But former New Democrat Bob Simpson, former Liberal John van Dongen and Vicki Huntington, who has long-standing ties to the federal Conservatives, said they aren't forming a formal coalition or a new political party.
"Is there strength in numbers? Absolutely," said Simpson, who was dumped from the New Democrats after writing a report critical of former leader Carole James.
Huntington, elected in 2009 as an Independent in the Vancouver-area riding of Delta South, said B.C. politicians need to use the power of their independent voices on more occasions, but on some issues, numbers add weight.
"What I strongly feel is the opportunity to form a coalition on an issue is invaluable," she said. "Yes, if you can get a group of voices speaking to the same issue, then you do have more authority out there."
The three politicians said they plan to introduce legislation in the coming weeks to change B.C.'s fixed election date from the spring to the fall.
British Columbians are heading to the polls on May 14. After that, the next election is set for the second Tuesday in May in 2017 — May 9 to be exact — but the trio of Independents want a fall vote instead.
Simpson said a fall fixed election date ensures that year's budget is on the books and audited before politicians hit the campaign trail. He said a fall fixed election date would prevent governments from using "every fourth budget as an election platform."
The Liberals are set to table their next budget on Feb. 19.
The Liberals were not immediately available to comment on the Independents' proposals.
Opposition New Democrat House Leader John Horgan said the NDP supports changing the fixed election date to the fall.
Horgan said most recent B.C. elections have also prompted concerns about recently tabled budgets.
"We've had successive elections, I think, from 1996 to present, and all of them have been in May, all of them have led to controversy around the numbers, whether it be in the fiscal year we're just finishing or the fiscal year we're moving forward into," said Horgan.
The 1996 election resulted in the so-called fudge-it budget scandal, in which the governing New Democrats tabled a surplus budget before the election but announced a deficit after winning a second consecutive majority.
In 2009, the governing Liberals tabled a deficit budget of almost $500 million before that year's provincial election. After being re-elected, the government said the global economic meltdown prompted a massive revenue decline that resulted in a budget deficit almost five times greater.

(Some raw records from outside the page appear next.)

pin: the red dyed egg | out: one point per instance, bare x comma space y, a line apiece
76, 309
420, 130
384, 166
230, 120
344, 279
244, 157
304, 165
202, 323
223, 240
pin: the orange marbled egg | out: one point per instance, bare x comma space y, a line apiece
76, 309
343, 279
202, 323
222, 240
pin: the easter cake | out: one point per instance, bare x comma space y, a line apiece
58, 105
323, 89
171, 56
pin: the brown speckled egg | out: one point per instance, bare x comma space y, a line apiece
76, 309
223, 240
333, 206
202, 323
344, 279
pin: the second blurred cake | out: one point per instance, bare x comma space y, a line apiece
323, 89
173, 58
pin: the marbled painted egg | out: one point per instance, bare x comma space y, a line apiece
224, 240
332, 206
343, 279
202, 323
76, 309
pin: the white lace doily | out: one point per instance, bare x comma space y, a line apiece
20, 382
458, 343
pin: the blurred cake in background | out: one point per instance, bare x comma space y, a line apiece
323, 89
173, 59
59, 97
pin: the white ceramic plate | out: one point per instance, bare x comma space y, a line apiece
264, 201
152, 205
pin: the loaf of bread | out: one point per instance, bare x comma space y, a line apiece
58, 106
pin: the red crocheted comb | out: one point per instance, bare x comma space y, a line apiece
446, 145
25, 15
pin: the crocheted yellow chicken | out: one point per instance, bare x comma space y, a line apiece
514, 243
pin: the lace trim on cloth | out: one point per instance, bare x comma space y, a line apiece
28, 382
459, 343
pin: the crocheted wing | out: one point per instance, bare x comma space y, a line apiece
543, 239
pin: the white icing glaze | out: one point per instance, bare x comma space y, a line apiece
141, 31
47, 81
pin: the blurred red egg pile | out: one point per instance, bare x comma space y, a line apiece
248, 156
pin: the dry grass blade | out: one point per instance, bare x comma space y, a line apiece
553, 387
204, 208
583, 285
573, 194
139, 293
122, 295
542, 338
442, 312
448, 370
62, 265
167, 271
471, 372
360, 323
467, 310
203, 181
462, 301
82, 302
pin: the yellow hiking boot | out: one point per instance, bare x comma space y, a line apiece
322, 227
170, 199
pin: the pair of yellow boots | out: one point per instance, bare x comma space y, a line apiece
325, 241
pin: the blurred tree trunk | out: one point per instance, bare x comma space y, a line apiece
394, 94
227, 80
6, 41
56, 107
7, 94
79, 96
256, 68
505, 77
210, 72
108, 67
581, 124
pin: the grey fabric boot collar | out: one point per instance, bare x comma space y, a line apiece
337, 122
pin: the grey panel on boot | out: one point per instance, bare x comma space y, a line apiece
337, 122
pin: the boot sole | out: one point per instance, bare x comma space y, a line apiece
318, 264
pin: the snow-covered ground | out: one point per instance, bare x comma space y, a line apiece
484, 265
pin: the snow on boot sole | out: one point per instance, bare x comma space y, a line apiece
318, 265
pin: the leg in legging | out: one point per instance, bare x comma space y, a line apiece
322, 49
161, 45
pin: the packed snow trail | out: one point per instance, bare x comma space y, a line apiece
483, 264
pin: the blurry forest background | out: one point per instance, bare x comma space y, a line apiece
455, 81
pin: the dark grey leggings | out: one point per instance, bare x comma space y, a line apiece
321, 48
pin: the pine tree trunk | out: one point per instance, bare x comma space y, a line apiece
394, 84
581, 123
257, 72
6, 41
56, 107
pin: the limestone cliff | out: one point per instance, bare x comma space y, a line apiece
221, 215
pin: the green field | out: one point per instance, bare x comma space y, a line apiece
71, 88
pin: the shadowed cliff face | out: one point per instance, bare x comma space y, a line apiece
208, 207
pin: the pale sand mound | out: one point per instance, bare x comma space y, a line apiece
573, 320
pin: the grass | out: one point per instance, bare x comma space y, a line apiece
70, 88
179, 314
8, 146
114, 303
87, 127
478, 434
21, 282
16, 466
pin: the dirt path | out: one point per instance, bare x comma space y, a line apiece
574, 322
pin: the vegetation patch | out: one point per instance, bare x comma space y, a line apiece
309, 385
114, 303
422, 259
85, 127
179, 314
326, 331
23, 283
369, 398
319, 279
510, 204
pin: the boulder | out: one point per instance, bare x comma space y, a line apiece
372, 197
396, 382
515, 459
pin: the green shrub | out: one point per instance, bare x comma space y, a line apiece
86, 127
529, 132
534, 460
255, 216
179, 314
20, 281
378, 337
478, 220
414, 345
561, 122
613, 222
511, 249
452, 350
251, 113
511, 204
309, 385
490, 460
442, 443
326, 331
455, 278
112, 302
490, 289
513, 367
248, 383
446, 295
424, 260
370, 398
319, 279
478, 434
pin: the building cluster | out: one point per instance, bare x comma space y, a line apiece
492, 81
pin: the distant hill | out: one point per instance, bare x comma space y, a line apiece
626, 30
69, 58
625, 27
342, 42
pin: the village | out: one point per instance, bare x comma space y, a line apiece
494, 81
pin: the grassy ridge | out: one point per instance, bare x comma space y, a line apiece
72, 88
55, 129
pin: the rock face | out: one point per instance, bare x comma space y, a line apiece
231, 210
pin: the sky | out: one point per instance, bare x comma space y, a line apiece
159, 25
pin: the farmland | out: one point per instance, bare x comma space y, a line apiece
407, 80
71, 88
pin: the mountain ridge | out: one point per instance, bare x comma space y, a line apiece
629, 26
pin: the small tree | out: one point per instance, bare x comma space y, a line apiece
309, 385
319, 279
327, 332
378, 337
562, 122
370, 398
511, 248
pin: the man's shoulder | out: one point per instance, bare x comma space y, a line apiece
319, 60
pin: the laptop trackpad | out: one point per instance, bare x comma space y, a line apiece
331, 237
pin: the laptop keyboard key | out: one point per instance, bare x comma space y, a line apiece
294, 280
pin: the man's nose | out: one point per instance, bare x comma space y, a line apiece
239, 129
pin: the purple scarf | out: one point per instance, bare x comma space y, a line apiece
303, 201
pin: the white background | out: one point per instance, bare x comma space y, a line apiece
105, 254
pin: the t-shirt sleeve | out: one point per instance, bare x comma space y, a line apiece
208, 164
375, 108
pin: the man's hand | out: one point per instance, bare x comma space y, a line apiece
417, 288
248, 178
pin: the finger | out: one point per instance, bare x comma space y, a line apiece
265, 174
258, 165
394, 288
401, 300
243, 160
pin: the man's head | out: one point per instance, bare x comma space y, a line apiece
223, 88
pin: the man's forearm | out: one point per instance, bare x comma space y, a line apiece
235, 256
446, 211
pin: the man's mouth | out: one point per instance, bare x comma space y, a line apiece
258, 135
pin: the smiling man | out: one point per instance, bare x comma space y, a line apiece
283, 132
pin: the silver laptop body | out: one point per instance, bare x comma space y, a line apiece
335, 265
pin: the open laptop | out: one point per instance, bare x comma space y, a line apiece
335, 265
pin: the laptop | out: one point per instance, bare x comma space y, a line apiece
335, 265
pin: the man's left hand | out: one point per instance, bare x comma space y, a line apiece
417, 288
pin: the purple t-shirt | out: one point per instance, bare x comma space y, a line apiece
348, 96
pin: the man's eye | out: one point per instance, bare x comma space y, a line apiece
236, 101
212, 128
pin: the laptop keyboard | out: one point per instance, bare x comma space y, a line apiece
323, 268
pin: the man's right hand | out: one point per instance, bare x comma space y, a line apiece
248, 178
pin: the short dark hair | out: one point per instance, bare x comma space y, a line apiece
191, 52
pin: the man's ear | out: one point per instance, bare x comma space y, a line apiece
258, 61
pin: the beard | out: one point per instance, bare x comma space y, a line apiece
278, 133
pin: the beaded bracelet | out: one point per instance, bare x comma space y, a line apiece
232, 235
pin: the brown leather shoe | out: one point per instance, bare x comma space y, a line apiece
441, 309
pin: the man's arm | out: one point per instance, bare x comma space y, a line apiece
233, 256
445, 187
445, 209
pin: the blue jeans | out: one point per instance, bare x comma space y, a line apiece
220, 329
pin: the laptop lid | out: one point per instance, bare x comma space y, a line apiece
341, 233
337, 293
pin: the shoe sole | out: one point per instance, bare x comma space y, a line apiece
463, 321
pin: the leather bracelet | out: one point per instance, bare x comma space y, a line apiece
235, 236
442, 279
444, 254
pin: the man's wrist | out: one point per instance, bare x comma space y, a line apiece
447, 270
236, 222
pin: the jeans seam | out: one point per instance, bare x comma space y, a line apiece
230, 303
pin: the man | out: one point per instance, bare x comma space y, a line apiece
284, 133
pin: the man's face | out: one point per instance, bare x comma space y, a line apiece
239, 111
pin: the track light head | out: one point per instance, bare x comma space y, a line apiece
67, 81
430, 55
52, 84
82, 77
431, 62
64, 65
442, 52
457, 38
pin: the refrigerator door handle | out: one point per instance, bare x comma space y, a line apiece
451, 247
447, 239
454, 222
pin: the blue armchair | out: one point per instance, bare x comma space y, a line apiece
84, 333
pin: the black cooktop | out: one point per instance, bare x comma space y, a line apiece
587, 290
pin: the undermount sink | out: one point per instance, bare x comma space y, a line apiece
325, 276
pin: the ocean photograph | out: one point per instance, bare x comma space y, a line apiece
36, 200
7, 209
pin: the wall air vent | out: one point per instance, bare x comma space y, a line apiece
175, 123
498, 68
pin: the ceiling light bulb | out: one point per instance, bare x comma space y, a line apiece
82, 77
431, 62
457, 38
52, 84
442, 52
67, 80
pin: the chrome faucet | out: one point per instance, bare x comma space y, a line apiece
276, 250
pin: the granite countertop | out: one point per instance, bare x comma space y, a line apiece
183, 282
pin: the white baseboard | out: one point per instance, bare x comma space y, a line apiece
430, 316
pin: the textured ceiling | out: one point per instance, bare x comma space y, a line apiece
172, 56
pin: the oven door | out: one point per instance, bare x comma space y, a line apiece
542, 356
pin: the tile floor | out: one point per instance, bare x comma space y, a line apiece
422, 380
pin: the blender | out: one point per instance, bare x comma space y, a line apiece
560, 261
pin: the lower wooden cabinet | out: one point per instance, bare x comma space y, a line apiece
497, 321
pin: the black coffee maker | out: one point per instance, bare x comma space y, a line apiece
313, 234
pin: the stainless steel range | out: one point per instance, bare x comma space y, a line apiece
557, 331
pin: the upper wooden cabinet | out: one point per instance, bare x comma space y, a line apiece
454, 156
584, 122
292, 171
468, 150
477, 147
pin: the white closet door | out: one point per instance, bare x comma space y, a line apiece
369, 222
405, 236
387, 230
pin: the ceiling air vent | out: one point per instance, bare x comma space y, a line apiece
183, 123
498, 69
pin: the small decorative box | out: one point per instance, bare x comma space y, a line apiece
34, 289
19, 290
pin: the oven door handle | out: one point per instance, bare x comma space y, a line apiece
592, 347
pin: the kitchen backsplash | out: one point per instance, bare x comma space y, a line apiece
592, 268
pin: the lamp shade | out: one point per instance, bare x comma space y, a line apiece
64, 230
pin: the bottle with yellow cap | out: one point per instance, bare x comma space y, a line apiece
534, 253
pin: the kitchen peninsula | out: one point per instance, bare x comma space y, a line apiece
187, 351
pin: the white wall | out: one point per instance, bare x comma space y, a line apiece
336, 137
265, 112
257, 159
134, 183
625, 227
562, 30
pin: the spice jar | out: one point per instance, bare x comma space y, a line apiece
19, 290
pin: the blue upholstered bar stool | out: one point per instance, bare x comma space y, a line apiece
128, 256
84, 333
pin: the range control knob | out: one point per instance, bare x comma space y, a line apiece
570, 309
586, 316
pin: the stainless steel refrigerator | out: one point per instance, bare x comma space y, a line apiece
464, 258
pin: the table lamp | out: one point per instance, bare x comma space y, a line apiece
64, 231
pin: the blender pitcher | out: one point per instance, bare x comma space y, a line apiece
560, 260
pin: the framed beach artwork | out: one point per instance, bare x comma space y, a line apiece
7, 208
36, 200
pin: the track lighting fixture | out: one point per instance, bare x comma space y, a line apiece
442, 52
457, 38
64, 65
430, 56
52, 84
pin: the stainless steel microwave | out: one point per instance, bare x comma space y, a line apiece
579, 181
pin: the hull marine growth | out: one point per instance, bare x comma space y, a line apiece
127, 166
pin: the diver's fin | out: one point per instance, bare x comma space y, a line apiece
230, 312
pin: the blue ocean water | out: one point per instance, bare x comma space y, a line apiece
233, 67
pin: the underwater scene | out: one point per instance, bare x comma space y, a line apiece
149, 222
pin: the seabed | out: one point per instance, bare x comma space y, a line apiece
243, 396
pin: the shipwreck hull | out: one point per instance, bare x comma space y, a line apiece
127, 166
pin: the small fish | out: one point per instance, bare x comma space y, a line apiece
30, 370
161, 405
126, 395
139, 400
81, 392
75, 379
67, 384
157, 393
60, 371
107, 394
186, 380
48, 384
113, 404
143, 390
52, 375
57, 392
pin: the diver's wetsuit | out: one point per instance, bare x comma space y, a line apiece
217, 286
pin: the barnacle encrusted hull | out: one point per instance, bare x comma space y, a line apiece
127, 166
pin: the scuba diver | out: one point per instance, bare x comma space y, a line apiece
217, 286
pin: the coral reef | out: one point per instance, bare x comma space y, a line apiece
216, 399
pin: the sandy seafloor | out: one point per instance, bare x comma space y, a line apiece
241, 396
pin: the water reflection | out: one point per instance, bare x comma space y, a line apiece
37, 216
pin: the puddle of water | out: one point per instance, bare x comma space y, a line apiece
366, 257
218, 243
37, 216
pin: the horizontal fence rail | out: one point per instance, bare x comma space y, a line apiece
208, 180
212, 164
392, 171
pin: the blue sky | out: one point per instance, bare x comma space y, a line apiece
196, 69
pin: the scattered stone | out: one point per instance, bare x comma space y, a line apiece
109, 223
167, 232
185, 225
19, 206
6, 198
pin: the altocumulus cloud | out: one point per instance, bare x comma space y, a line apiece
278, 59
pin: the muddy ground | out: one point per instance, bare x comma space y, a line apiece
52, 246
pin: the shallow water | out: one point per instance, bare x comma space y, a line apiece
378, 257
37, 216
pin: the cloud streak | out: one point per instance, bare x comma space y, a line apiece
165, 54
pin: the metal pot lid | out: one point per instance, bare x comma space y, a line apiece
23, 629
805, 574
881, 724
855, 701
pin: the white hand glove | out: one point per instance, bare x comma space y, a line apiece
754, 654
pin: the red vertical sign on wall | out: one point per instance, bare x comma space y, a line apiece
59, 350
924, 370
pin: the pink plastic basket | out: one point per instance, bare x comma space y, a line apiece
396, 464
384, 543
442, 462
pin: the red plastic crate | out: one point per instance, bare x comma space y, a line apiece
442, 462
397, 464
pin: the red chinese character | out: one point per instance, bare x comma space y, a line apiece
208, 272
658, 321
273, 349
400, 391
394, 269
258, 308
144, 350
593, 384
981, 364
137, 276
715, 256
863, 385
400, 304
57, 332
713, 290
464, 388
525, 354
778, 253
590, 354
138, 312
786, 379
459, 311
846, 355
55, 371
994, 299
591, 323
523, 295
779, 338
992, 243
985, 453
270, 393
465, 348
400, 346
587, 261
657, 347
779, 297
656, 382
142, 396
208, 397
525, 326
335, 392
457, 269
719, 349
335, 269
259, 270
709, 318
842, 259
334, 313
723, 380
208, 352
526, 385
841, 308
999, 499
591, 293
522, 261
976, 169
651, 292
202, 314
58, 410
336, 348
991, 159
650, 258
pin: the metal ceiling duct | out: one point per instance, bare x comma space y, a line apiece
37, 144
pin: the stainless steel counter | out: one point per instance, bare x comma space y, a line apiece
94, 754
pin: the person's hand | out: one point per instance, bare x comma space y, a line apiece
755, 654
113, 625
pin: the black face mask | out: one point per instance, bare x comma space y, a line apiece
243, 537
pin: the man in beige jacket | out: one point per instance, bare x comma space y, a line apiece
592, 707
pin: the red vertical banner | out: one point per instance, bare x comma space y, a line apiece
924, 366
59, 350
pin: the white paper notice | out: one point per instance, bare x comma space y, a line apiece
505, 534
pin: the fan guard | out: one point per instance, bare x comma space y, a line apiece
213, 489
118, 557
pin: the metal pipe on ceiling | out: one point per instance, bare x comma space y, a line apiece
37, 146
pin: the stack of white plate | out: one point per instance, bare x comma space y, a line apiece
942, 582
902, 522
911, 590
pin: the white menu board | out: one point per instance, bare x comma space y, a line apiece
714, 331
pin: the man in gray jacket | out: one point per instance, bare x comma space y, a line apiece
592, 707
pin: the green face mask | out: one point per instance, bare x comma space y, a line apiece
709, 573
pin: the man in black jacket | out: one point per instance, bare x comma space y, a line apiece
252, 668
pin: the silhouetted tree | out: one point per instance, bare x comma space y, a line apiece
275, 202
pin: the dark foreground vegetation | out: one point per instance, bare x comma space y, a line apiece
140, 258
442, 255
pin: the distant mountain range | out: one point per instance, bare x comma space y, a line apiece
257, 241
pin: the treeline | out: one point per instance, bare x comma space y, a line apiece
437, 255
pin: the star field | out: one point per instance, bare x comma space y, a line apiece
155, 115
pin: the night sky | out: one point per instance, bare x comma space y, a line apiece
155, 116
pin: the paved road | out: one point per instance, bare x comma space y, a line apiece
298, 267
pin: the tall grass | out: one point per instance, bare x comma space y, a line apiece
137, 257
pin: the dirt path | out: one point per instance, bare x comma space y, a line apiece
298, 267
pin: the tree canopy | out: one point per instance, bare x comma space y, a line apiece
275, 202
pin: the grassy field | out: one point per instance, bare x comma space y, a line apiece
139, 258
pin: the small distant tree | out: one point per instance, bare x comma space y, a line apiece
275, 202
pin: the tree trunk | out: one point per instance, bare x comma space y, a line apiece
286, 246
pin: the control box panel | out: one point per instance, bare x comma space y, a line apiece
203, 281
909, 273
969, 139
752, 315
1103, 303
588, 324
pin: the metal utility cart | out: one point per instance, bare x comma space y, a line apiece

Van Dongen, who quit the Liberals last year to sit as a Conservative and then left that party to sit as an Independent, said the Independents will introduce a series of legislative reforms to give politicians more freedom.
He said the Independents want a secret ballot vote as opposed to the current party-influenced system when it comes to electing a speaker of the legislature, a position that acts as a referee between the parties.
The Independents want more free votes in the legislature to allow politicians to vote on issues without fear of repercussions.
And they say they will propose to reform election campaign financing to include bans on corporate and union donations and permitting only B.C. residents to donate to political parties and candidates.
Horgan said the New Democrats would support bans on corporate and union donations.
Simpson said the Independents want to ensure party leadership races are transparent and democratic, which is why they want Elections BC to run leadership contests instead of the parties themselves.
Simpson said Opposition New Democrat Leader Adrian Dix's leadership campaign saw bags of party memberships dropped at headquarters minutes before the sign-up-up deadline, and he noted a cat made its way onto the Liberal party's membership list as a supporter of Premier Christy Clark when she was running to lead that party.
B.C.'s fourth Independent representative, former Liberal John Slater, did not attend the announcement. Slater has said he will not be running in the May election.